The First Things to Do
Clear an area to cut up the chicken, choosing a chopping board you don’t mind raw meat on. It is fine to use plastic or wood – as long as you wash it in hot, soapy water afterwards. Have the chopping board as close to the sink as you can or, better yet, where the dish drainer is. Another word about safety – take care with raw chicken juice, since handling the juices incorrectly or spattering it on different surfaces can cause illness. Ensure you clean up well afterwards too.
If you buy your chicken from the supermarket, it will probably come in a plastic bag which the factory packaged it in. Put the bird in the sink without opening the plastic. If you only have a single sink, fill it with hot, soapy water and put the bird on a cutting board instead. Open the plastic wrapping and let any juices run down the sink. Check the chicken all over for noticeable dirt or feathers, and also for giblets, lumps of fat or skin tucked into the cavity, all of which should be removed before you proceed.
Time to Begin!
Begin with the legs. Take one in your hand and feel along it to find the indented joint between leg and thighbone.
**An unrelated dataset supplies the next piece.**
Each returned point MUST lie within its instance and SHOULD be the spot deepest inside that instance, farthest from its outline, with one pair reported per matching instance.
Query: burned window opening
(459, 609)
Cut at this joint and the leg will cut apart easily. Now follow the thigh up the back to find another indented joint. You can cut through that to separate the back and thigh. Now flip the chicken over and take a wing in your hand. There are 3 joints in chicken wings but people don’t normally eat the end joint so you can either save it for a future soup recipe or leave it on to act as a handle for people eating the wing.
Feel to find the joint near the breast and cut it there or cut a little extra meat from the breast to get some extra chicken meat on the wing. Now you only have the body of the bird left to work on. Insert the knife through the chicken body, moving it from side to side. If you can’t see the hole in the chicken body, check again because there might be some skin covering it. Cut up and down to remove the back from the breast, carrying on until you come to the breastbone. Now pull the chicken apart using your hands.
The Final Steps
Freeze the back of the chicken for soups or stews since there isn’t much meat on it. De-bone the front of the bird and cut it into pieces. Feel along the bone for an indentation, then cut down and up, to get the wishbone out. Split the best in half or quarters. Clean up anywhere the raw chicken touched using hot, soapy water. Chill or freeze the raw chicken until you’re going to cook it. Don’t give any pieces (not bones or fat) to your pet because it’s not good for them.